Bilirkişi kurulunun düzenlediği 12.09.2018 tarihli 6 sayfadan ibaret son raporunda özetle; “Güven ve itibar kurumu olan bankaların, aldıkları mevduatları sahtecilere karşı özenle korumak zorunda oldukları, objektif özen borcunun gereği olarak hafif kusurlardan dahi sorumlu oldukları, özellikle bir güven müessesesi olan bankalar TTK 20/2 maddesine göre de tüm işlemlerinde basiretli bir tacir gibi davranmak zorunda oldukları, Ayrıca 4389 sayılı Bankalar Kanunu’nun 10/3.madde hükmü uyannca “ mevduat sahiplerinin mevduatlarını geri alma haklan hiçbir suretle sınırlandırılamaz ” şeklindeki açık hükmü gereği, davalı bankanın (Mülga … A.Ş.) davacının mevduatını koruma borcu altında olduğu, Davalı Kıyı Bankasının kuruluş amacı yukarıda ayrıntılı biçimde arz edilmeye Çalışıldığı gibi, Kanuni yükümlülüklerden muaf, tamamen kamu otoritesinin denetimi dışında kaynak toplayıp, … grubu firmalarına fon sağlamak gayesiyle kurulmuş olduğu yönünde çok ciddi bulgu ve Mahkeme kararları bulunduğu, Kıyı Bankasının bankacılık lisansı iptal edilmiştir. Nakde tahvil edilebilecek hiçbir mal varlığının bulunmadığı da aşikardır. (Hatta tabelası bile yerinde asılı değildir.) Bu nedenle dava dışı … Bank’ın davacının alacağını karşılaması ya da tazmin etmesi olanağı bulunmamaktadır. Dava dışı … Ltd. namına, havale görüntüsü adı altında toplanan mevduat yurt dışına çıkarılmadığı için, adeta yurt içi bankalara yatırılan mevduat hesabı gibi değerlendirilmesi gerektiği mütalaa edilmektedir. Davacının mevcut delil durumuna göre alacağı 7.991,89 YTL olarak tespit edildiği, Mahkemece raporumuzun benimsenmesi halinde; 7.991,89 YTL asıl alacağa, paranın bankaya yatırıldığı 20.12.1999 tarihinden başlamak üzere, davacının dava dilekçesinde talep ettiği değişen oranlarda işleyecek avans faizi oranı üzerinden faiz işletilebileceği,” kanaati ile raporunu sunmuştur.

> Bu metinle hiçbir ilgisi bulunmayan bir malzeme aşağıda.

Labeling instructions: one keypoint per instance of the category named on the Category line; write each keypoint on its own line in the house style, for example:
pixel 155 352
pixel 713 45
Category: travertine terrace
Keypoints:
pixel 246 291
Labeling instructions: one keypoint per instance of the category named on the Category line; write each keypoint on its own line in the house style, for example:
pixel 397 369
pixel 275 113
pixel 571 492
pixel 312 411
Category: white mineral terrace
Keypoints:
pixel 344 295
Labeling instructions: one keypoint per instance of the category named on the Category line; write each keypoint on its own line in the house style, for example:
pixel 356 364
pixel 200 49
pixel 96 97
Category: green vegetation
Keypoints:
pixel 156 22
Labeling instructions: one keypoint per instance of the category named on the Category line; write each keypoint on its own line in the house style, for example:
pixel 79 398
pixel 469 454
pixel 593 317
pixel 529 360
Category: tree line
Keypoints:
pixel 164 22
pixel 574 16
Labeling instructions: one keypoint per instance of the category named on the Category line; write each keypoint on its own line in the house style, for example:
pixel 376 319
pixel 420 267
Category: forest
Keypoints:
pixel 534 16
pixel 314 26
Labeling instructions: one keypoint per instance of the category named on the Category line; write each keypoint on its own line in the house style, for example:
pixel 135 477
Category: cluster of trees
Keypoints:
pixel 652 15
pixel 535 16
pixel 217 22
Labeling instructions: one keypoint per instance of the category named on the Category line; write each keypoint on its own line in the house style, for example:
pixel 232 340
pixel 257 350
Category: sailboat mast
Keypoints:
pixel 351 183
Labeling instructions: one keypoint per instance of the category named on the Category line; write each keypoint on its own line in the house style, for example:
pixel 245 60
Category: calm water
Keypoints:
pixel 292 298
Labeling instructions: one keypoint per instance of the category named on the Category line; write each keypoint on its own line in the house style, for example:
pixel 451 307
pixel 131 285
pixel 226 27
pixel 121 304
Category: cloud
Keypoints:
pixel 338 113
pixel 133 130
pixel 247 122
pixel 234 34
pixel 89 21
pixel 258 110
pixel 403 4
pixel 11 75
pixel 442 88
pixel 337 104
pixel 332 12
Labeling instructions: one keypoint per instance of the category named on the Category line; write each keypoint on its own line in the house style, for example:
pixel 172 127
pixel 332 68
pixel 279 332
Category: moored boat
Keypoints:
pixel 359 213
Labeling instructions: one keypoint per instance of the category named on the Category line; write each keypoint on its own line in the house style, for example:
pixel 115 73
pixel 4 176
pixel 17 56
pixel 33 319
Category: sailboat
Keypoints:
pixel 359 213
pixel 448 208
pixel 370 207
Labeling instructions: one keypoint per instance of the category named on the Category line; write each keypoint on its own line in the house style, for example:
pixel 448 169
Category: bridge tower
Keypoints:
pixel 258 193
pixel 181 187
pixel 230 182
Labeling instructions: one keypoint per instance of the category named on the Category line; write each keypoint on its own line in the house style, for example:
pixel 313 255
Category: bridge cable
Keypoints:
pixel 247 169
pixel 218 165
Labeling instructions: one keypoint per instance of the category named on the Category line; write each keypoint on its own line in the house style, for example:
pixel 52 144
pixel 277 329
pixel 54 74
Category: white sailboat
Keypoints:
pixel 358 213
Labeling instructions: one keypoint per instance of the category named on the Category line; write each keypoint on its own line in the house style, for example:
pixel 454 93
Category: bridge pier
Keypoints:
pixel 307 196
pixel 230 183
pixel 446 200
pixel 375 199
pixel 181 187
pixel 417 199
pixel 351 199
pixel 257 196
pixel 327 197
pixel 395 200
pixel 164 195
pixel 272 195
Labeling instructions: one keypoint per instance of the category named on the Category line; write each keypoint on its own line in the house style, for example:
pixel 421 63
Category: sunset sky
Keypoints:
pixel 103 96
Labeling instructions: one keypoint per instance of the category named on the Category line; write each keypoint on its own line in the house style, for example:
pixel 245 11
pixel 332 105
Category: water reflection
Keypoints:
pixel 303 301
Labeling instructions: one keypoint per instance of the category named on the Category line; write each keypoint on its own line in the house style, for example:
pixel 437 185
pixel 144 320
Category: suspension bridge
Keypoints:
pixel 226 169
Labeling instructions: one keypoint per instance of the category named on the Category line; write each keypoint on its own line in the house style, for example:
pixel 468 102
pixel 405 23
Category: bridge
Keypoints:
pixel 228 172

Dosyaya getirtilen yanlara ait tüm deliller, getirtilen Ağır Ceza mahkemesi dosyası, davalı bankanın ticari defter ve belgeleri üzerinde yapılan bilirkişi incelemesi sonucunda düzenlenen rapor ve tüm dosya kapsamından anlaşıldığı üzere;
Dava, davacı tarafından yönetimine BDDK tarafından el konulmazdan önce … A.Ş. … Şubesi’nde açılan hesaba yatırılan paranın … Ltd.Şti adlı paravan bankaya ait …-… hesaba aktarıldığı iddiasına dayalı alacak davasından ibarettir.
Dosya içerisinde mevcut KKTC Ekonomi ve Turizm Bakanlığı’nın 18.03.2005 tarihli yazısında “Bankanın yasal bir zorunluluk olan lisans bedelini yatırmamış olmasından dolayı bankacılık yapma lisansı bakanlık tarafından iptal edilmiş ve 07.03.2004 tarihli resmi gazetede yayınlanarak duyurulmuştur.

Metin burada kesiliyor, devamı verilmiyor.